The doctrine of res judicata, in accordance with the very case cited by Respondent in support of its argument, applies only where there has been “final judgment on the merits ... with respect to the same cause of action” (Rhodes v. Jones, 351 F2d 884 (8th Cir., 1965)). As there has been no final order issued in this case, this argument must fall of its own weight. Respondent’s second contention also falls of its own weight, for in denying Complainant’s motion for leave to file a special appeal from the ruling, the Commission, in accordance with its own rules, was merely denying the motion itself, without addressing itself in any way to the merits of the issue raised therein (29 CFR 2200.75). On the contrary, the Commission would have granted the motion if it had desired to resolve the issue at that point in the proceedings.

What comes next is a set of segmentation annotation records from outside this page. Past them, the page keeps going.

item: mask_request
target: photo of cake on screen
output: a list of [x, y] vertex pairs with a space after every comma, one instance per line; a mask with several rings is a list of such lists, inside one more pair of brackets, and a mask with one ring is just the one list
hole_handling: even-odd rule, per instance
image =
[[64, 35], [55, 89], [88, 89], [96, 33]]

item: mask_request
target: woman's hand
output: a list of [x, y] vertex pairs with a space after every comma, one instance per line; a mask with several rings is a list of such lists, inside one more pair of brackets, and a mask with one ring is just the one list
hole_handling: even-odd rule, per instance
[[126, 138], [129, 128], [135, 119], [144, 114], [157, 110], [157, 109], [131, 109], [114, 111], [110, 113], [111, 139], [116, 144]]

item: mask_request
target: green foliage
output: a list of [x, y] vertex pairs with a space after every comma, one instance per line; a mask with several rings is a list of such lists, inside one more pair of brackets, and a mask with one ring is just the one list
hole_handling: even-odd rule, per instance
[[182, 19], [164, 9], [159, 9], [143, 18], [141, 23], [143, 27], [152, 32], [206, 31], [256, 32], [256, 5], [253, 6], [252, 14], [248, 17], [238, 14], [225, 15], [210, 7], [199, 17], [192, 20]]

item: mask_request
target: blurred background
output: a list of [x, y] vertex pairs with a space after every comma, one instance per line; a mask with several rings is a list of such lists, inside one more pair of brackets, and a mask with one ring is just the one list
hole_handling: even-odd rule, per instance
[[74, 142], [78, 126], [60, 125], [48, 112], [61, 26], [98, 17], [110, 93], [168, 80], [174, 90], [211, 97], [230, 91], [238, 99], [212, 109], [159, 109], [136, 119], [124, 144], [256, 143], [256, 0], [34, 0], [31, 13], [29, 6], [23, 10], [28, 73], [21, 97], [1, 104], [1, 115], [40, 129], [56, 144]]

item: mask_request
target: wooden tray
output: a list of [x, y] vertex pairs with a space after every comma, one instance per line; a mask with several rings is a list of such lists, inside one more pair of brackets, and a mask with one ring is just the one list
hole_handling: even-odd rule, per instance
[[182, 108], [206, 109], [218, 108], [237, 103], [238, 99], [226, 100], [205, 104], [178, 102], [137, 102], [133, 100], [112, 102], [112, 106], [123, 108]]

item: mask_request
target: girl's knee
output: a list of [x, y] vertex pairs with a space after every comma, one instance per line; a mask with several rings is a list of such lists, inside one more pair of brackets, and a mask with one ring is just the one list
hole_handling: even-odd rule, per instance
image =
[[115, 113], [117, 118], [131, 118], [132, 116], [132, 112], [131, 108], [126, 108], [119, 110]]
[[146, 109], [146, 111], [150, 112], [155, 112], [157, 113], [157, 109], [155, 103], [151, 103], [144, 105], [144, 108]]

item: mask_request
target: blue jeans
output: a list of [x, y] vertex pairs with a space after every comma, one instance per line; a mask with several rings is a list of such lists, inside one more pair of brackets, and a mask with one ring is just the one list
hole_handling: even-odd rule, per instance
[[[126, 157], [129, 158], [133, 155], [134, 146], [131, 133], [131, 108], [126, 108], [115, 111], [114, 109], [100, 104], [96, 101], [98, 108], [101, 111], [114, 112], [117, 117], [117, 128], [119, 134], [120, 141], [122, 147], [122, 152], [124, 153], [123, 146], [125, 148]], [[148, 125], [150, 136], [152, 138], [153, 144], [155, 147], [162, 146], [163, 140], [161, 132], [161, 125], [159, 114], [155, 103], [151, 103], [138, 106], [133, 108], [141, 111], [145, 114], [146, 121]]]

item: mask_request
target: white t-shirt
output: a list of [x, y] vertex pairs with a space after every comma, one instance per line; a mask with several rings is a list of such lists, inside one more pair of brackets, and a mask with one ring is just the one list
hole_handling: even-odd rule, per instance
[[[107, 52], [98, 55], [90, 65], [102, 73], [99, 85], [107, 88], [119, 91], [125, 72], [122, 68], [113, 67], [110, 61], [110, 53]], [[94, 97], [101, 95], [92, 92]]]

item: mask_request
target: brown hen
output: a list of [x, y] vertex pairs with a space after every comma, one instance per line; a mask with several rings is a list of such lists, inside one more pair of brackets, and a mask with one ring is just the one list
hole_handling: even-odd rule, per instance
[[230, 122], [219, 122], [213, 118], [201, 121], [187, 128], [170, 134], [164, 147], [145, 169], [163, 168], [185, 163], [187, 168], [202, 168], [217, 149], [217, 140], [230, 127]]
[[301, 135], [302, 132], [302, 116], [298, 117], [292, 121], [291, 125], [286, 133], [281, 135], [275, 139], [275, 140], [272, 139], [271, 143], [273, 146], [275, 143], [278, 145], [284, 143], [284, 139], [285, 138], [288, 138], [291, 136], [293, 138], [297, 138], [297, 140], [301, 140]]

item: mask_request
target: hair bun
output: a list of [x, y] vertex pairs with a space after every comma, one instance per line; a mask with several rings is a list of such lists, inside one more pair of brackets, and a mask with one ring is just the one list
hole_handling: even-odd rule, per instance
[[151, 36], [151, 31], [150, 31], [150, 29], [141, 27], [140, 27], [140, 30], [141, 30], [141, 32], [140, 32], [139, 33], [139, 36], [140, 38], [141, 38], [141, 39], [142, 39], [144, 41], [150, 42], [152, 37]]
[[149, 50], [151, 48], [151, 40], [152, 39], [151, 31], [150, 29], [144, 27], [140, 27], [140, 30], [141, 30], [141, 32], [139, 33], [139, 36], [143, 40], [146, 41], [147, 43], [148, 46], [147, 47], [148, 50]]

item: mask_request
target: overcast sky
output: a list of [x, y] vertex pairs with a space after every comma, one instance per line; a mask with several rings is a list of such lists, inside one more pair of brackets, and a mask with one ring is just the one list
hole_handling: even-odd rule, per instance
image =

When a Notice of Contest is not filed within fifteen working days after the employer’s receipt of the Notification of Proposed Penalty, the citation and proposed penalty assessment become a final order of the Commission “not subject to review by any court or agency” (29 USC 659(a)). By its unequivocal terms, therefore, the statute specifically prohibits this Commission from doing what Respondent’s motion of July 10, 1974 requested it to do, regardless of the reasons, perhaps persuasive but nonetheless unredeeming, that prompt the late filing, such as those advanced by Respondent throughout these proceedings (Secretary v. Walter A. Podpora, Docket No. 721, May 18, 1972; see Secretary v. FMC Corporation–Fibers Division et al, Docket No. 5355, July 17, 1974; Peter J. Brennan, Secretary of Labor v. Occupational Safety and Health Review Commission and S.J. Otinger Jr., ––– F2d ––––, Docket No. 73–3068 (5th Cir., October 3, 1974). A fortiori, as the Citation and Notification of Proposed Penalty in this case became a final order of the Commission by operation of law when Respondent failed to file its Notice of Contest on or before June 20, 1974, the motions judge’s Order purporting to override the finality of that Order was of no legal effect (id).

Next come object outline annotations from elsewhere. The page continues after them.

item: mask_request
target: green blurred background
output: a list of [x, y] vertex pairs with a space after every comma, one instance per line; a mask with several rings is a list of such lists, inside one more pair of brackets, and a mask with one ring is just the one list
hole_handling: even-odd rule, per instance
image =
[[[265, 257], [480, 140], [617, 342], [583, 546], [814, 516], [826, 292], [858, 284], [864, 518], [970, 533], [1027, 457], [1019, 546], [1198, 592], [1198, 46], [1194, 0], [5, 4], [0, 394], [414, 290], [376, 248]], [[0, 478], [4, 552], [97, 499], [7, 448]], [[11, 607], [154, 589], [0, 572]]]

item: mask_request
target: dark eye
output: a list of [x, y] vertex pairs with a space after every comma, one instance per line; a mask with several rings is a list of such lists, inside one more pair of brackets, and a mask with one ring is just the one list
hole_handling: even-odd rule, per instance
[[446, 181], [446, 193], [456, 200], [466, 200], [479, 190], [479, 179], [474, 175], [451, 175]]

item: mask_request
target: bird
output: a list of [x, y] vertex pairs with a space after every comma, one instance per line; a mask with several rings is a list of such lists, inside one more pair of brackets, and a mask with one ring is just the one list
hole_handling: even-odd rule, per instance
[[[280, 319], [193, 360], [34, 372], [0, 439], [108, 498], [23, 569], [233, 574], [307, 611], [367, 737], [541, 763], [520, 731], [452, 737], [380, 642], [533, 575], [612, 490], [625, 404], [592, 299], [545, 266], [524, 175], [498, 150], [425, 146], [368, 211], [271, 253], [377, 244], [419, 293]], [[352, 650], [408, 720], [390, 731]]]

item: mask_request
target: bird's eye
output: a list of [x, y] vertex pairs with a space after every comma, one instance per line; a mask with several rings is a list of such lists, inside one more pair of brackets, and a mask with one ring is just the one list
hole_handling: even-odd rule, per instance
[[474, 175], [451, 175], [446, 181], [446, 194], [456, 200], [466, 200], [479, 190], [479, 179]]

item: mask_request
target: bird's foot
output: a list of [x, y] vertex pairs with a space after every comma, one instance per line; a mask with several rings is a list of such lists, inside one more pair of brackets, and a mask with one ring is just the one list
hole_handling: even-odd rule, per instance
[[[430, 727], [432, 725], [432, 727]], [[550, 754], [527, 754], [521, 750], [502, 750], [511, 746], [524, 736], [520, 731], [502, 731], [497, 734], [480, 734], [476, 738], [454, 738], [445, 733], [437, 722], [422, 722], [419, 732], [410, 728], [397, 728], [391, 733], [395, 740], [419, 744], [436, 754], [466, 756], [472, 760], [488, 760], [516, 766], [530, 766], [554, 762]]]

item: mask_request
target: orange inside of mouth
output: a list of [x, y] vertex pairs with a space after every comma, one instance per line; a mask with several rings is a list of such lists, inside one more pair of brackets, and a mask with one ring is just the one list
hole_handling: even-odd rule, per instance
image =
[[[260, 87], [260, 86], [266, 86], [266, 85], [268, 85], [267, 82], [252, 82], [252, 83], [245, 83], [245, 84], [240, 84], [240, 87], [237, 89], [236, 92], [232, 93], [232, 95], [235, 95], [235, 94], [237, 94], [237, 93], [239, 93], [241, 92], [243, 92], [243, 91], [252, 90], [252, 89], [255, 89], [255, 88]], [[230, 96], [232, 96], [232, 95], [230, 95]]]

The motions judge’s Order of August 2, 1974 is set aside, Respondent’s motion is denied, and Respondent’s Notice of Contest filed nunc pro tunc on June 21, 1974 is dismissed.

 

So ORDERED.

JOSEPH L. CHALK

Judge, OSHRC

Dated: October 22 1974

Washington, D.C.

 



[1] The inspection took place on April 17, 1974. One of the inspectors was an industrial hygienist. The industrial hygienist and the other inspector filed separate reports. The industrial hygienist recommended citing Owens–Illinois for a failure to comply with 29 CFR 1910.95, a standard regulating excessive noise. The other inspector recommended citing Owens–Illinois under the general duty clause in section 5(a)(1) of the Act and for additional violations of standards under the special duty clause in section 5(a)(2) of the Act. A citation alleging a violation of the noise standard was issued on May 29, 1974. A citation alleging a violation of the general duty clause and the additional standards violations was issued on May 31, 1974. The citation and notice of proposed penalty for the alleged noise violation were apparently received on May 30, 1974, at the company’s plant. The citation and notice of proposed penalty for the remaining alleged violations was received at the plant on June 3, 1974. Both sets of citations and notices of proposed penalties were forwarded together from the plant in Virginia to the company’s legal department in Toledo, Ohio. There, the date of receipt on the later issued citation was mistakenly taken to be the only date of receipt and the notice of contest as to the earlier issued citation was mailed on June 21, 1974.

On July 1, 1974, the Area Director notified the company that its notice of contest had been filed one day late since the fifteenth working day from the May 30 receipt would expire on June 20, 1974. The company moved that the Commission take jurisdiction of the contest. The motion was granted by Administrative Law Judge Brennan. The Secretary requested leave to file an interlocutory appeal to the full Commission, but the request was denied. The case was assigned to Judge Chalk for hearing. Judge Chalk dismissed the notice of contest on the ground that it was untimely filed.

[2] The record indicates that the Secretary wrote Respondent’s attorney on July 1, 1974, informing him that this Notice of Contest was not timely filed.